Church leaders in China have vowed to continue spreading the gospel even if police continue shutting down all the underground churches in the region, warning pastors not to hold any more meetings or face arrest.
Open Doors, an organisation that serves persecuted Christians worldwide in more than 60 countries, met with Chinese church leaders recently to listen to their stories and testimonies of what is currently happening in the world’s most populous country.
Two pastors who traveled to meet with the Open doors team received phone calls from family members within 24 hours of leaving, alerting them that the police were looking for them.
Authorities wanted to know their whereabouts, Open Doors reported.
China’s constitution guarantees religious freedom, but since President Xi Jinping took office several years ago, the government has tightened restrictions on Christianity seen as a challenge to the authority of the ruling Communist Party.
“Anti-China forces in the West are trying to continue to influence China’s social stability and even subvert our country’s political power through Christianity, and it is doomed to fail,” a senior government official in China said earlier in March, speaking to parliament’s largely ceremonial advisory body.
China has been following a policy it calls the “Sinicisation” of religion, trying to root out “foreign influences” and enforce obedience to the Communist Party.
A pastor told Open Doors: “The situation is tense, but we know God is on the move in spite of the restrictions. We held a regional leaders’ meeting and agreed that when one of us is arrested, another will pick up the work. We also decided to respond to the police respectfully and in love even if they yell at us or use physical force [in attempts to] make us surrender the names of other believers.”
Bai Yahui*, a sister from Central China, shared how the police had shut down all the house churches in the region, warning pastors not to hold any more meetings.

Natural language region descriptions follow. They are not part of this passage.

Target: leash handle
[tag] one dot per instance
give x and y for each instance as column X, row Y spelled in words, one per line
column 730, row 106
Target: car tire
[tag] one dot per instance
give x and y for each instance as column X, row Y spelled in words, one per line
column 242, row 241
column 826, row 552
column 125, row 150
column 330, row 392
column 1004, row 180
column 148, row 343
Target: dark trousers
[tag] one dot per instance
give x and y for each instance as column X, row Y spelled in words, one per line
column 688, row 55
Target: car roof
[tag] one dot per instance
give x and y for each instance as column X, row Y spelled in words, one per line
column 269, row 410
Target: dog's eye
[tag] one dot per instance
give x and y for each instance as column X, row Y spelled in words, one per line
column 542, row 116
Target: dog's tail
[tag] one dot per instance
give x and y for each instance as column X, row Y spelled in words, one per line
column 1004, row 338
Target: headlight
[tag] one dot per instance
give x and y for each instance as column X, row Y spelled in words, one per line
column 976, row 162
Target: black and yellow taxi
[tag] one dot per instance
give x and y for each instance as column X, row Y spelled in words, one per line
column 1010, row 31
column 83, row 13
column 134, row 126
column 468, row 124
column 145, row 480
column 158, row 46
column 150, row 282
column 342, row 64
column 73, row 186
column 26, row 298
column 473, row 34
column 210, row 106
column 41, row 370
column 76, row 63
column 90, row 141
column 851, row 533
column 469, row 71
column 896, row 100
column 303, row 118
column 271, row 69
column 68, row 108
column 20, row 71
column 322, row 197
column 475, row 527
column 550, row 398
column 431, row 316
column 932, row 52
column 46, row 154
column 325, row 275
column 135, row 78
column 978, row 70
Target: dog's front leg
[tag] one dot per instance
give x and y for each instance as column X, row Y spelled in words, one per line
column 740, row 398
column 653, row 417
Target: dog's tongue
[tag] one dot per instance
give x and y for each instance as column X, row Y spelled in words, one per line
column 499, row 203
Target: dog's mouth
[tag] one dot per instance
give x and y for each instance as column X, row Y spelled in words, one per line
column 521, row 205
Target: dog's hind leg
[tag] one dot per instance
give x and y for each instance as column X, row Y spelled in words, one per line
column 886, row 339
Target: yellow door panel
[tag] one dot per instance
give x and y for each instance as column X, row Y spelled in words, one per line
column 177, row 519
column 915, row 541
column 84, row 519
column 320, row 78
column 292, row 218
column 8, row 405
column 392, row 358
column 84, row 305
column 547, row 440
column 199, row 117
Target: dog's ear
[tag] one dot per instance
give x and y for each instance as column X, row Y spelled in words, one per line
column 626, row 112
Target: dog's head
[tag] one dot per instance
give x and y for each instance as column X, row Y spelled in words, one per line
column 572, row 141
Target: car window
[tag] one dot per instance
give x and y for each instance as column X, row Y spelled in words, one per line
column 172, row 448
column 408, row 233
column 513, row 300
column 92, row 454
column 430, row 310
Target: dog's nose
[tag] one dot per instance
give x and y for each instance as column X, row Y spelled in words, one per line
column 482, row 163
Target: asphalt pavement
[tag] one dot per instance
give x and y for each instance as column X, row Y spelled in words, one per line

Area pastors were placed on “probation,” she said, and were told to come to the police station every time they received a police call telling them to report on their movements and activities. Police call frequently at random times, day or night.
Bai told Open Doors how she and other leaders are responding to the escalating persecution from the state:
“We are constantly on edge,” she said, “but our faith has grown and we are more determined than ever to see Christians in the area stand strong and not compromise their faith in Jesus. We have started many smaller meetings now, and more and more brothers and sisters are putting their hands up to act as mini house church leaders.
Another pastor, Titus*, has been reaching youth and discipling them for many years.
In 2017, the Chinese government again outlawed all Christian youth activities, this time with a new determination to stop teenagers from coming to faith. This new move has basically rendered existing youth work impossible.
“Initially, I was really frustrated by the government’s attempts to shut us down,” Titus says. “But recently, I have embraced this as a new season in which God will bring to us those who are truly hungry for Him and willing to follow Jesus at any cost.
“Many young people are too scared to attend our meetings, so we are trying new and creative ways to fellowship together. We play sports and practice musical instruments together, eat together and study in groups. We take every opportunity to pray for one another and share scriptures that make us strong and give us hope. The sense of love and solidarity is amazing.”